Accuracy. The exact amount of the bad debt expense is known under the direct write-off method since a specific invoice is being written off, while only an estimate is being charged off under the allowance method.
Receivable line item. The receivableline item in the balance sheet tends to be lower under the allowance method, since a reserve is being netted against the receivable amount.

Allowance method would be suitable for Bill because an estimate of the future amount of bad debt is charged to a reserve account as soon as a sale is made.

Accounts Receivable Aging (sometimes called an accounts receivable reconciliation) is a process of categorizing all the amounts owed by all customers, including the length of time the amounts have been outstanding (unpaid), thus you are considering their age, or "aging" this information. The standard categories for this type of report are:

Current - due immediately
1 - 30 days - due within the next 30 days
31-60 days - a month overdue
61 - 90 days - two months overdue
91 and over - more than two months overdue

If a customer has several bills that were incurred at different times, the report will show how much is due at what time. For example, for Jim Jones:

$230 30 days

$120 60 days

$390 Over 90 days.

The purpose of this accounts receivable aging is to show the business owner what receivables need to be dealt with more urgently because they have been overdue longer.

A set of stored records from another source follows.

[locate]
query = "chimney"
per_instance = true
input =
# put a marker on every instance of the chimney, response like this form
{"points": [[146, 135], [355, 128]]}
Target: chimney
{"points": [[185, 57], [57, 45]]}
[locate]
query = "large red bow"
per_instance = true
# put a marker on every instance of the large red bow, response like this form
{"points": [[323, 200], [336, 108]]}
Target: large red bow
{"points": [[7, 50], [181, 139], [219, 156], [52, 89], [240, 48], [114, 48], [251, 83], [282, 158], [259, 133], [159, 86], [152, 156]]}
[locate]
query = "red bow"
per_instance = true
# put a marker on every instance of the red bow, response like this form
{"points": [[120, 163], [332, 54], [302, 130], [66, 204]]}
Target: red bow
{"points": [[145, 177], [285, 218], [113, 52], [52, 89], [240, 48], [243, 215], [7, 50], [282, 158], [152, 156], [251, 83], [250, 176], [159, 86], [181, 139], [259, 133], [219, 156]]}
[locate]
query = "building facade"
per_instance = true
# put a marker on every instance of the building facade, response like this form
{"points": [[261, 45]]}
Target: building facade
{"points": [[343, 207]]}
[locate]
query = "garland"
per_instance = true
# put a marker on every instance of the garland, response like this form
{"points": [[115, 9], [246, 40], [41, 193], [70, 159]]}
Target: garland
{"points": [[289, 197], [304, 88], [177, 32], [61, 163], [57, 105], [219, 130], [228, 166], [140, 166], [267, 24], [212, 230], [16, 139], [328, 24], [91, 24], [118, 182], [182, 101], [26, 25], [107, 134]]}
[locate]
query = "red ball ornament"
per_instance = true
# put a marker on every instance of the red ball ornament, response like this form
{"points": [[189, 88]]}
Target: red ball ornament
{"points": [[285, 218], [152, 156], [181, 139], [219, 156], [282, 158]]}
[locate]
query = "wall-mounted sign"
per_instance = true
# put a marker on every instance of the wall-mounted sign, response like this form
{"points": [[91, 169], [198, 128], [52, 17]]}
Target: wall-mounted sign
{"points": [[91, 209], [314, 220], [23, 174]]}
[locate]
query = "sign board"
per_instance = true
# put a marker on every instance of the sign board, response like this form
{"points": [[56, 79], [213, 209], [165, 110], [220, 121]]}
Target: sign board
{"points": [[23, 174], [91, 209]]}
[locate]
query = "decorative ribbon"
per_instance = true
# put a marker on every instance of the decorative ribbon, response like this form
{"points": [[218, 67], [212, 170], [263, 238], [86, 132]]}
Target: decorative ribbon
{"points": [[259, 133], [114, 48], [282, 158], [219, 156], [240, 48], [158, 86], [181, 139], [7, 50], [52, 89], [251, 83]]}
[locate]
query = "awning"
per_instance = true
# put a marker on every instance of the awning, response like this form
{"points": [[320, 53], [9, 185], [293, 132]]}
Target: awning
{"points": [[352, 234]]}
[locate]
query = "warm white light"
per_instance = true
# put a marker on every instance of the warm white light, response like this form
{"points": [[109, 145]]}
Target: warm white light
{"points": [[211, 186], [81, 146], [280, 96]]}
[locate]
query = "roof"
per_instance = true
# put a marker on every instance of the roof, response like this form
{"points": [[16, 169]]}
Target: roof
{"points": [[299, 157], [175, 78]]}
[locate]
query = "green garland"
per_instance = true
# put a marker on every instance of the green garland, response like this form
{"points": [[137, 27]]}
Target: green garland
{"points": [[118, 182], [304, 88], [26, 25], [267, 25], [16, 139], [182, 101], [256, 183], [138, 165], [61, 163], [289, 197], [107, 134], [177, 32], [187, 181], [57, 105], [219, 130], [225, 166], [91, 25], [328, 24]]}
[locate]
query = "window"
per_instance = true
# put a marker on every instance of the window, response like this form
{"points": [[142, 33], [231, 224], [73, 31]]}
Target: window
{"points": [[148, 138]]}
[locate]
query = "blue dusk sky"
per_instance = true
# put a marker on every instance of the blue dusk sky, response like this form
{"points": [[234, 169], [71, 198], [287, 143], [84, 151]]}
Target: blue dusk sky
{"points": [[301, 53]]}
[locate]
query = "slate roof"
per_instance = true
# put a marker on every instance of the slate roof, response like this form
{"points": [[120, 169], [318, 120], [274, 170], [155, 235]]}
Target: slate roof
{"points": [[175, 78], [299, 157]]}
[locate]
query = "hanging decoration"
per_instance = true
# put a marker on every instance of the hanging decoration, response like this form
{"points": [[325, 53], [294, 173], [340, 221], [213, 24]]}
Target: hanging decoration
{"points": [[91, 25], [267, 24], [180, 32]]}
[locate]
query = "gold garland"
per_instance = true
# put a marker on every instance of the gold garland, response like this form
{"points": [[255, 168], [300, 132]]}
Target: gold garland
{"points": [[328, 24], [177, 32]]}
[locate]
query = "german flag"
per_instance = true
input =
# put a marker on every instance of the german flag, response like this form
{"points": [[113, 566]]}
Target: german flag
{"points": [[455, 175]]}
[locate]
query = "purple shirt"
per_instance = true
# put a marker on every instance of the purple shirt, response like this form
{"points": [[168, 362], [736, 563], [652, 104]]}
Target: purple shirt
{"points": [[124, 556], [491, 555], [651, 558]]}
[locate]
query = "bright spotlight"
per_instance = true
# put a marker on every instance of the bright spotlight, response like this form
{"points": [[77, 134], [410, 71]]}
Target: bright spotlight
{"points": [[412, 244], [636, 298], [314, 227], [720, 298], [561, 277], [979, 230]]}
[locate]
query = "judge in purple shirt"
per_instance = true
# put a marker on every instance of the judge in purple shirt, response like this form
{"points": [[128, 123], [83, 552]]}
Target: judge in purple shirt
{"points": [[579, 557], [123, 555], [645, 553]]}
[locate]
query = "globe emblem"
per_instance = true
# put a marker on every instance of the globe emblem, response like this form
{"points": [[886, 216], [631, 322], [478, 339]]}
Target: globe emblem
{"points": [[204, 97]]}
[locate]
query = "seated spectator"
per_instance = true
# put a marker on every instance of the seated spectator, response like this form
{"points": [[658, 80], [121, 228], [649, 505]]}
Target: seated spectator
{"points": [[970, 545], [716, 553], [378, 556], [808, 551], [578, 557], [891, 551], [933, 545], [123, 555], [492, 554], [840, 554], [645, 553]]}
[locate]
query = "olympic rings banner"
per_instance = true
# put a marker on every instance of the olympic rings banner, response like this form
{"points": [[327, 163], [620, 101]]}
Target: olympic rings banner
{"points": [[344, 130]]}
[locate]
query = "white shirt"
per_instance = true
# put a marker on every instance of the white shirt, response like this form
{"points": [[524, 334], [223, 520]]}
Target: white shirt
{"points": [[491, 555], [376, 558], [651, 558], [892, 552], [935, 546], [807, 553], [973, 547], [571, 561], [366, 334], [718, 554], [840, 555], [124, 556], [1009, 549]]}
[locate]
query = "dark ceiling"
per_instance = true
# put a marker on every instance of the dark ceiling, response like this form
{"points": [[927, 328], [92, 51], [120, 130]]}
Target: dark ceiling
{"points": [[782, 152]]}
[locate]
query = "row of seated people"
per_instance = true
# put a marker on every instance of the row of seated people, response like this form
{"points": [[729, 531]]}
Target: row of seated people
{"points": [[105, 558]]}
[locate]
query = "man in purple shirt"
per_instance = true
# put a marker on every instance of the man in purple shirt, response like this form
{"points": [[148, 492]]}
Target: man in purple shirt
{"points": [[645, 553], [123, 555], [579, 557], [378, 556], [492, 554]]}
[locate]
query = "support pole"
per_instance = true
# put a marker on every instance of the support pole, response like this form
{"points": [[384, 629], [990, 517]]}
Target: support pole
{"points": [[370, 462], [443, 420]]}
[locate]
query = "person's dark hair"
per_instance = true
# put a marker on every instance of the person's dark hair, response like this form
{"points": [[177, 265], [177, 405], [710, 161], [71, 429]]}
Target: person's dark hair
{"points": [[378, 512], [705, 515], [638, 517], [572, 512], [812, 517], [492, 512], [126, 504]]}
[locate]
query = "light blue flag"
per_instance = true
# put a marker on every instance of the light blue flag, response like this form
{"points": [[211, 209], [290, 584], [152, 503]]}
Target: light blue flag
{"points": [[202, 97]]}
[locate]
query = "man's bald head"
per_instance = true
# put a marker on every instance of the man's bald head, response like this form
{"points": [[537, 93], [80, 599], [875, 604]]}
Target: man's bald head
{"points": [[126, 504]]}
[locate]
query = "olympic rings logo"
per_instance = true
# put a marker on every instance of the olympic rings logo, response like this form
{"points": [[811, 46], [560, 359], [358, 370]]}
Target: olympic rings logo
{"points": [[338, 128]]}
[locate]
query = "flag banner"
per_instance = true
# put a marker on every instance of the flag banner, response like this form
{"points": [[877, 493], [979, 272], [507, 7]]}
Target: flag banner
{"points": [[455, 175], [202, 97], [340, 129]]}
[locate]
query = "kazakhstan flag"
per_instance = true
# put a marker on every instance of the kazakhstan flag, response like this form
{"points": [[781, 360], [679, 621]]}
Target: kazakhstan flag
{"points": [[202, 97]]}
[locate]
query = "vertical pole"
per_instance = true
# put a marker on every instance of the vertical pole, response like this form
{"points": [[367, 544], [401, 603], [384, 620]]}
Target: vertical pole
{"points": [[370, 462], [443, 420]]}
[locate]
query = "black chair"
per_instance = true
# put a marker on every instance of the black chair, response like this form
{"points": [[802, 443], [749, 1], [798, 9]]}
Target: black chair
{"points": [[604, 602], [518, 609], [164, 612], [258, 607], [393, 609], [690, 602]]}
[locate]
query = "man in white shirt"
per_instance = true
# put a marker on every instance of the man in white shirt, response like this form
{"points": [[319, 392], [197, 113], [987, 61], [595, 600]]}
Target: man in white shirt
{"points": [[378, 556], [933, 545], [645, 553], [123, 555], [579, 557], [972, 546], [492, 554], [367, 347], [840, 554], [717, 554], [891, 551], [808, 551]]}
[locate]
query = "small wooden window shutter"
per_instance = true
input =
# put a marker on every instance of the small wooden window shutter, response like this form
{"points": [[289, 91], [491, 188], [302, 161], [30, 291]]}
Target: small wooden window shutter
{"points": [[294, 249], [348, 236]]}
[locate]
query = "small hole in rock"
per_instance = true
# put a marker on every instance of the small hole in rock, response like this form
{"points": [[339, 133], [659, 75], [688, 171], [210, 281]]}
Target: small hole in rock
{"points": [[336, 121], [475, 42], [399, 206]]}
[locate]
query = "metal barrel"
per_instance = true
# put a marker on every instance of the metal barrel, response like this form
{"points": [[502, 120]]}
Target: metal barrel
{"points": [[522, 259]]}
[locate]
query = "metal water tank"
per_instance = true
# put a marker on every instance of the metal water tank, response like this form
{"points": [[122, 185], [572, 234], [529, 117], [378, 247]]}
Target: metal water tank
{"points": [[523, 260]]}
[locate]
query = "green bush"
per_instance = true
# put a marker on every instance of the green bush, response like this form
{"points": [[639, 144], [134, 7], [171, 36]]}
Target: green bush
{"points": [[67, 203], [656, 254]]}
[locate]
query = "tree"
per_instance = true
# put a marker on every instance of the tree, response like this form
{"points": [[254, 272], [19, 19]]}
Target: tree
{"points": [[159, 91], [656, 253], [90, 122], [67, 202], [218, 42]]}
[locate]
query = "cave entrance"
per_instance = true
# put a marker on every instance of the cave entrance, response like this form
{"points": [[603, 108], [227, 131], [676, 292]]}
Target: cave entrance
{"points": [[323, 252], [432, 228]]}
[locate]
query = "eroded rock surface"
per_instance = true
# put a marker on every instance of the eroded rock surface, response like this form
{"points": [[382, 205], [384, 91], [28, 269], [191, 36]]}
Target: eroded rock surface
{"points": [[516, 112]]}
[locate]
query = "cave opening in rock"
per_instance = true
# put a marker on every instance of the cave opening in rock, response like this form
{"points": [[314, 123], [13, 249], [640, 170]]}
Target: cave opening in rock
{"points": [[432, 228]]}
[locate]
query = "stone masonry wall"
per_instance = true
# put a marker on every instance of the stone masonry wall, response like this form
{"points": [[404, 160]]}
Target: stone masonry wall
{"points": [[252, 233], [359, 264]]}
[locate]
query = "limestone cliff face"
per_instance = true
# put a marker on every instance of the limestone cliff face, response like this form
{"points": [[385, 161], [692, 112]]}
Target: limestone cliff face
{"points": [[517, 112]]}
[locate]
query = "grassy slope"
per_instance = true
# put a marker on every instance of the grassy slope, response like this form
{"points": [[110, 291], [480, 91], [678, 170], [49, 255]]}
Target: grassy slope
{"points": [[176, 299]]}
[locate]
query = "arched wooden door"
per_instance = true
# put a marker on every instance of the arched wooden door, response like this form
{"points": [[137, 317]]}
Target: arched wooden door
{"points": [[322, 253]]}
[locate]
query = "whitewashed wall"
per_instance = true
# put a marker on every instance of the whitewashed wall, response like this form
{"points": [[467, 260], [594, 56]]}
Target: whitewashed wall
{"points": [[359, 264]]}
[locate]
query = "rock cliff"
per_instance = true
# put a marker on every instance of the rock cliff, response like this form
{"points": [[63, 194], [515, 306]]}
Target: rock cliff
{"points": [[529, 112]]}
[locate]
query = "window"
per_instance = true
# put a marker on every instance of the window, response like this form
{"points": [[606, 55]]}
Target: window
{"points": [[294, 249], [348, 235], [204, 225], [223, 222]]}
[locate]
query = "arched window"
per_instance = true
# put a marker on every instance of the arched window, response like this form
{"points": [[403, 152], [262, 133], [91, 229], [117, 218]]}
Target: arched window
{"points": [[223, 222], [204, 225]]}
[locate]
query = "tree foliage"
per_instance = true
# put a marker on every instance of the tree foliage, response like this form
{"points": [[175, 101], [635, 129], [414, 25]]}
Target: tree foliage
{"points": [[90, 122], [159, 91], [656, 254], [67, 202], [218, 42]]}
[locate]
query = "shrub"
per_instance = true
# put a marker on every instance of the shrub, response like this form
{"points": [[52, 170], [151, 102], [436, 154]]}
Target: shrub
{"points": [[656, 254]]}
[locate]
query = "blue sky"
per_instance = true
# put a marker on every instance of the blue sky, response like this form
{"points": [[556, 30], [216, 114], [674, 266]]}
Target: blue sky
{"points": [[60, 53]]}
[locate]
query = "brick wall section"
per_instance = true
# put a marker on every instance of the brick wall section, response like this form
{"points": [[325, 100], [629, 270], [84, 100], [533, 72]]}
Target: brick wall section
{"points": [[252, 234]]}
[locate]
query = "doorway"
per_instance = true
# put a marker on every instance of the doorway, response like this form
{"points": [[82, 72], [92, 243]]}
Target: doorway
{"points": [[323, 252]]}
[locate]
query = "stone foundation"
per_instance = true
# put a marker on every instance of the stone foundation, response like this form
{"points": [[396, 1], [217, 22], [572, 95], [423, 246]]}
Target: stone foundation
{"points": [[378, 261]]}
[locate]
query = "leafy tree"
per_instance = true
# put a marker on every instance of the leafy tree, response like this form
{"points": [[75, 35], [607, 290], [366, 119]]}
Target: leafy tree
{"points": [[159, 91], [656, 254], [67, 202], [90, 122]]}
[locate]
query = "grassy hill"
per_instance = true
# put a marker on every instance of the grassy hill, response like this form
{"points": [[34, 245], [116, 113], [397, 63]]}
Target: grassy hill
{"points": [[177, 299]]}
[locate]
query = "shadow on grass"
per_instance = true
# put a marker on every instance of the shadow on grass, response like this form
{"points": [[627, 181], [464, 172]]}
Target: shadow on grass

The Accounts Receivable Aging Report is a standard report provided with all business accounting software programs, including online systems.

An aging report is useful because it gives you a snapshot of the money that is outstanding and due to you by your customers. It also helps you identify customers that are falling behind on their payments – a clear sign of an underlying problem. Note that slow payments do notalways indicate financial problems; it could indicate a possible dispute or misunderstanding. Many companies use this report when planning collections calls and when trying to forecast their cash flow.